‘France under orders from EU, won’t back down to protester demands’
In France, almost half of the country's rail services have ground to a halt during more industrial action over labor reforms intended to extend working hours and loosen-up pay regulations. Other sectors are also disrupted as the stand-off between unions and the government escalates.
According to trade unions, around 30,000 protesters have gathered in the French city of Le Havre to protest against the controversial labor law plans. Some demonstrators used smoke bombs, bricks, and flares.
RT: Activists say that a few radicals are trying to hijack peaceful protests. Why would they do that?

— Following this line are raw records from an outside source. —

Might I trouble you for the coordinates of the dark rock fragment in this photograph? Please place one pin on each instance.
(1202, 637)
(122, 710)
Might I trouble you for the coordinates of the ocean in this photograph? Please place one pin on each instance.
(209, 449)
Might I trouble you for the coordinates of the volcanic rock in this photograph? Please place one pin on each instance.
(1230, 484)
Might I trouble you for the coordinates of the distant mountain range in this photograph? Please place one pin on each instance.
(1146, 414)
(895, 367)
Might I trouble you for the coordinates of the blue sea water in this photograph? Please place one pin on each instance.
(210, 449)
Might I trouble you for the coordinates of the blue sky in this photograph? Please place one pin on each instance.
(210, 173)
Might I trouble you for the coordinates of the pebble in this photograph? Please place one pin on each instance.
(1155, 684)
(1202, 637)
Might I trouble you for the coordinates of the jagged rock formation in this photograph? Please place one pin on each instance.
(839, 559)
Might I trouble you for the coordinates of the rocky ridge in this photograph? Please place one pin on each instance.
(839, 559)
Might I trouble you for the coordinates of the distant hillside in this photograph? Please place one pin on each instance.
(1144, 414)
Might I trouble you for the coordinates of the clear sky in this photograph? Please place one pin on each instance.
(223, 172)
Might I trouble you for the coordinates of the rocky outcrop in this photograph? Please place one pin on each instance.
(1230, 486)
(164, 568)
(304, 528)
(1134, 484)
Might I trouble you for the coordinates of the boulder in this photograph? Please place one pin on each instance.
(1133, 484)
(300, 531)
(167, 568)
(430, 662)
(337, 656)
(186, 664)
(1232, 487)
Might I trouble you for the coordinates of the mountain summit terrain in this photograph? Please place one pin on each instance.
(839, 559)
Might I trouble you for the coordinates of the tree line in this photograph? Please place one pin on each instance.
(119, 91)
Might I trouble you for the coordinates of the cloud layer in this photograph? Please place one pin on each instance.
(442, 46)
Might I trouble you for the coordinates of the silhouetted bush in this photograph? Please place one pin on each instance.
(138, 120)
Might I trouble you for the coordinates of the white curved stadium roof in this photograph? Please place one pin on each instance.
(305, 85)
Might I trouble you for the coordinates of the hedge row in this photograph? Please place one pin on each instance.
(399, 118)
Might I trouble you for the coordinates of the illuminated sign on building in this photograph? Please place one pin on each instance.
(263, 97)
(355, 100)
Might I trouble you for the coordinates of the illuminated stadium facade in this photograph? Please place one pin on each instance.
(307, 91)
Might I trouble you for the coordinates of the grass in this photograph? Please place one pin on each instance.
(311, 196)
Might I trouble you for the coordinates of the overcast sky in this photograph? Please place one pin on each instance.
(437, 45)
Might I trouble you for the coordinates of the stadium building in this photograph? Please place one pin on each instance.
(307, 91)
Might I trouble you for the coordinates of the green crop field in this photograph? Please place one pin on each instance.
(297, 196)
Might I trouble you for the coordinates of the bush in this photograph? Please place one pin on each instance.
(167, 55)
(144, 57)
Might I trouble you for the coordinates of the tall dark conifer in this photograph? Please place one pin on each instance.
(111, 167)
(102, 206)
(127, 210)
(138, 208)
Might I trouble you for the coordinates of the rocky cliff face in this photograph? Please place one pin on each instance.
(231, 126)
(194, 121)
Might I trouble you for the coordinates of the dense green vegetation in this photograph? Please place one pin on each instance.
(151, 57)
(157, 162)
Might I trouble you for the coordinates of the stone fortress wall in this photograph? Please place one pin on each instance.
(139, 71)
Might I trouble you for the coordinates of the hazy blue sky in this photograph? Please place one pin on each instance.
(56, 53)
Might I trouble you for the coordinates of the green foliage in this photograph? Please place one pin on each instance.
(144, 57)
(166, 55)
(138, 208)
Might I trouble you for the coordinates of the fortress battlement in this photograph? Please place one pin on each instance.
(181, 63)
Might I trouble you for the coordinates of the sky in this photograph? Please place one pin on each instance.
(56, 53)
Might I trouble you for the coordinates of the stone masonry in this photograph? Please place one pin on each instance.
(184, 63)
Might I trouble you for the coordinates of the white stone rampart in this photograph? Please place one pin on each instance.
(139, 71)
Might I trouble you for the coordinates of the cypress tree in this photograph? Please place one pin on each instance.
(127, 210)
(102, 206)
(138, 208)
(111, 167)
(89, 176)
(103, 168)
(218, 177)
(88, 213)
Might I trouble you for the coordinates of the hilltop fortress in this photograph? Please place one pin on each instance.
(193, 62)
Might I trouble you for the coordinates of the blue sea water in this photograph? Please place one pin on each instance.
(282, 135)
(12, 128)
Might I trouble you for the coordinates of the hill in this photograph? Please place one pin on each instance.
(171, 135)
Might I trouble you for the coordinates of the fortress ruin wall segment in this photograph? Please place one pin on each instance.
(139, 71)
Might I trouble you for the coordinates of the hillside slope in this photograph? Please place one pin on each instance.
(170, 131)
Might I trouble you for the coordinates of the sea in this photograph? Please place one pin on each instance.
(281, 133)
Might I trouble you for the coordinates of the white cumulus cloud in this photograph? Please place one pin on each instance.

Claude Rochet: I think the strategy of the government is to make a divide between the population and the demonstrators because the majority of the population is against this reform. This reform is imposed by… the French government for the modernization of the labor market and it is very unpopular.
RT: There seems to be a number of troublemakers participating in the protests with the purpose of stirring up trouble...
CR: Of course, but that it is a very old strategy of introducing provocateurs into peaceful demonstrations, a very old strategy. People are very angry against this reform, so the provocateurs gain momentum to make trouble with a double purpose – dividing the population and provoking anger among the policemen, because many of the policemen are not entitled to react to these provocations.
RT: Is there a chance the government will listen to the protesters' demands? If not, could the violence escalate?
CR: I don’t think the government will give up – it has nothing to lose. Perhaps, it will dissolve the National Assembly so the right will win the new election and will have to carry out this reform. But they won’t give up because they are under orders from the European Union.